On Thu, 2 Oct 2025 10:21:06 GMT, Bhavana Kilambi <[email protected]> wrote:
>> src/hotspot/cpu/aarch64/c2_MacroAssembler_aarch64.cpp line 1900:
>>
>>> 1898: fmulh(dst, dst, vtmp);
>>> 1899: ins(vtmp, H, vsrc, 0, 7);
>>> 1900: fmulh(dst, dst, vtmp);
>>
>> Do you know why the performance is not improved significantly for multiply
>> reduction? Seems instructions between different `ins` instructions will have
>> a data-dependence, which is not expected? Could you please use other
>> instructions instead or clear the register `vtmp` before `ins` and check the
>> performance changes?
>>
>> Note that a clear of `mov` such as `MOVI Vd.2D, #0` has zero cost from V2's
>> guide.
>
> Are you referring to the N1 numbers? The add reduction operation has gains
> around ~40% while the mul reduction is around ~20% on N1. On V1 and V2 they
> look comparable (not considering the cases where we generate `fadda`
> instructions for add reduction).
>
>> Seems instructions between different ins instructions will have a
>> data-dependence, which is not expected
>
> Why do you think it's not expected? We have the exact same sequence for Neon
> add reduction as well. There's back to back dependency there as well and yet
> it shows better performance. The N1 optimization guide shows 2 cyc latency
> for `fadd` and 3 cyc latency for `fmul`. Could this be the reason? WDYT?
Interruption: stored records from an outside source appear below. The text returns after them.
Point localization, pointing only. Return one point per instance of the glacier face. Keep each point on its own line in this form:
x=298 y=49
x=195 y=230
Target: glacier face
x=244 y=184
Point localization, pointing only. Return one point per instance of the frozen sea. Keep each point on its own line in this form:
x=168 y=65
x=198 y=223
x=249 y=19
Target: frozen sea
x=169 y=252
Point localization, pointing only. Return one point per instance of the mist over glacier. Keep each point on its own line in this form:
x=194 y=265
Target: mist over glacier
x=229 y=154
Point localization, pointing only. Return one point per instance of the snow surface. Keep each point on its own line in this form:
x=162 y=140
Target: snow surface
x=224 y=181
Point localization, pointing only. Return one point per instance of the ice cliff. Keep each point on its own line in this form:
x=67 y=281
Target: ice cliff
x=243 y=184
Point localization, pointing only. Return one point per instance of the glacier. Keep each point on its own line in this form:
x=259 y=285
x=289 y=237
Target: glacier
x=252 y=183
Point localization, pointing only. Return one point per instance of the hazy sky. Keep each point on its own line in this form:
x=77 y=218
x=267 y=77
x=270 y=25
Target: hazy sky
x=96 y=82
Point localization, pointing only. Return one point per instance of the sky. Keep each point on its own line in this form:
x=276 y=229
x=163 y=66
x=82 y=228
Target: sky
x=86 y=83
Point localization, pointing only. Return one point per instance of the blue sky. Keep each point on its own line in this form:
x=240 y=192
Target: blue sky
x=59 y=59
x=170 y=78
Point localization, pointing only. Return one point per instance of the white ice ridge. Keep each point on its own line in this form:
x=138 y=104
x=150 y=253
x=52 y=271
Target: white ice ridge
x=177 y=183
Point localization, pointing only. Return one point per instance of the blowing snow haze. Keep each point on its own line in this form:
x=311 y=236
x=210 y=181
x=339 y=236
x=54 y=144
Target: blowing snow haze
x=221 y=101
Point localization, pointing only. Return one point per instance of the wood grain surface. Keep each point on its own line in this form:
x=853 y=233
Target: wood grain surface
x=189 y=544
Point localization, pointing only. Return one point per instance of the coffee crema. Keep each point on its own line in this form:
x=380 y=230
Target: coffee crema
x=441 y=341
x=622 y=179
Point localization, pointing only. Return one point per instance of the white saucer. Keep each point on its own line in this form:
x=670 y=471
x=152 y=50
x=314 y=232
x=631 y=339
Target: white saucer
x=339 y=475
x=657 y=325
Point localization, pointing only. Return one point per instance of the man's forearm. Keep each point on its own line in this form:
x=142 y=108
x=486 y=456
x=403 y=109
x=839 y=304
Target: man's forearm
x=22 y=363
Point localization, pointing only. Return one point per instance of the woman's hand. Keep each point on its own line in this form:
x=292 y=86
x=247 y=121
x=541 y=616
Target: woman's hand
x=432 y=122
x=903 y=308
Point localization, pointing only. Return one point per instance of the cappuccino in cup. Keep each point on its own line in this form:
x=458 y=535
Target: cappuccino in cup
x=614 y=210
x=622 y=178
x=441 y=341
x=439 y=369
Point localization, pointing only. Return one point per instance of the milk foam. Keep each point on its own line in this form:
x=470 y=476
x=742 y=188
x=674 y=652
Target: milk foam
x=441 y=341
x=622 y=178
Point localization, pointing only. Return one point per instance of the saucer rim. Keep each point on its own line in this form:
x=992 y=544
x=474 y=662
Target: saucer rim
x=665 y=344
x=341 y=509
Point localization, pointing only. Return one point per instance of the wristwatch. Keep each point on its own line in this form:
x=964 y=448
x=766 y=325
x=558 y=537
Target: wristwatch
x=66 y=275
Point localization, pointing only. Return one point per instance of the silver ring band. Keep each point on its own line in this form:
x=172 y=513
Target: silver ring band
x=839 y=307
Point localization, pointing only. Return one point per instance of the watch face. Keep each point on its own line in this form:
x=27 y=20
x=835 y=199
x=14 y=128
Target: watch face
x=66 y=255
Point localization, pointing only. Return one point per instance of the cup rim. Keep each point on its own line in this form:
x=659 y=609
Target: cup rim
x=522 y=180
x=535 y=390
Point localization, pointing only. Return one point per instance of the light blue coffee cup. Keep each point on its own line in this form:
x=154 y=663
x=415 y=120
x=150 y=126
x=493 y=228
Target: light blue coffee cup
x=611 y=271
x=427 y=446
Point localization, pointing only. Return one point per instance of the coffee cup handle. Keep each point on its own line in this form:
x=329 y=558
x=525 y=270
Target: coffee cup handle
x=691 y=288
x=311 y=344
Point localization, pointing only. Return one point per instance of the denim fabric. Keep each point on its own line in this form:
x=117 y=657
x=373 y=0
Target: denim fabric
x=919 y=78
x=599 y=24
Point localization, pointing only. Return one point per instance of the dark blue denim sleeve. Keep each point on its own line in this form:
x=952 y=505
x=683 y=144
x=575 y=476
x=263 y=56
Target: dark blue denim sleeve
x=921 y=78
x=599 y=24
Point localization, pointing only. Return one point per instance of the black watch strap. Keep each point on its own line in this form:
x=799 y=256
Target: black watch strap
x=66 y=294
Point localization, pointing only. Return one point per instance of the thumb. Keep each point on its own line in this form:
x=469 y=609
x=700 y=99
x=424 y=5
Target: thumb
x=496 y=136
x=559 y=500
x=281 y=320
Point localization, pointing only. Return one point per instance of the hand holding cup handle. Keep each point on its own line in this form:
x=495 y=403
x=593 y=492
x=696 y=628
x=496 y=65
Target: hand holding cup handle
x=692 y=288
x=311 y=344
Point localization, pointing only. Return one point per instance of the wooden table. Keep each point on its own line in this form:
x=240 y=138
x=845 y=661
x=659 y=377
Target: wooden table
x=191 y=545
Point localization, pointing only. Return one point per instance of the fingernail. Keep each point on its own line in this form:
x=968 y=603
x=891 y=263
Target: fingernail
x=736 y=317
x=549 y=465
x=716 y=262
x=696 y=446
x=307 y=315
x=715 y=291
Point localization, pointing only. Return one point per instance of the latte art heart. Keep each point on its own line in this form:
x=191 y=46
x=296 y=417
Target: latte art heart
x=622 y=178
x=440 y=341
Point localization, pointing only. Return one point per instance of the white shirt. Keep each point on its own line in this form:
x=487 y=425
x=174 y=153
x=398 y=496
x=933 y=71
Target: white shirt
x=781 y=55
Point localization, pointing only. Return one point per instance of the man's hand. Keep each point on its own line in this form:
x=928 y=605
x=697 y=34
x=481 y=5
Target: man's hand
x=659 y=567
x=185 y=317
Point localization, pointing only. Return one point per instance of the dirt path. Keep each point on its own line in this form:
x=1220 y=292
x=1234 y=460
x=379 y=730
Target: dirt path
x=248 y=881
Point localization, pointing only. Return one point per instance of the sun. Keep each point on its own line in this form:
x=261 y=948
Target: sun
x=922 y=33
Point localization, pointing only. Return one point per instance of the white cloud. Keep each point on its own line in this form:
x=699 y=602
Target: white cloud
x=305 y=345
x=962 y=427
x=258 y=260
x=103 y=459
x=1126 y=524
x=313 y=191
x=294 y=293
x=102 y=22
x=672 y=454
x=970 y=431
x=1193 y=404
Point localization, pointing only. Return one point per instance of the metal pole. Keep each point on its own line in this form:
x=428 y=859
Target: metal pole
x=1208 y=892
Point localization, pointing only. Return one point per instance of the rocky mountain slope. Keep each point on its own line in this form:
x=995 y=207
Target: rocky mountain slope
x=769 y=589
I mean we do not expect there is data-dependence between two `ins` operations,
but it has now. We do not recommend use the instructions that just write part
of a register. This might involve un-expected dependence between. I suggest to
use `ext` instead, and I can observe about 20% performance improvement compared
with current version on V2. I did not check the correctness, but it looks right
to me. Could you please help check on other machines? Thanks!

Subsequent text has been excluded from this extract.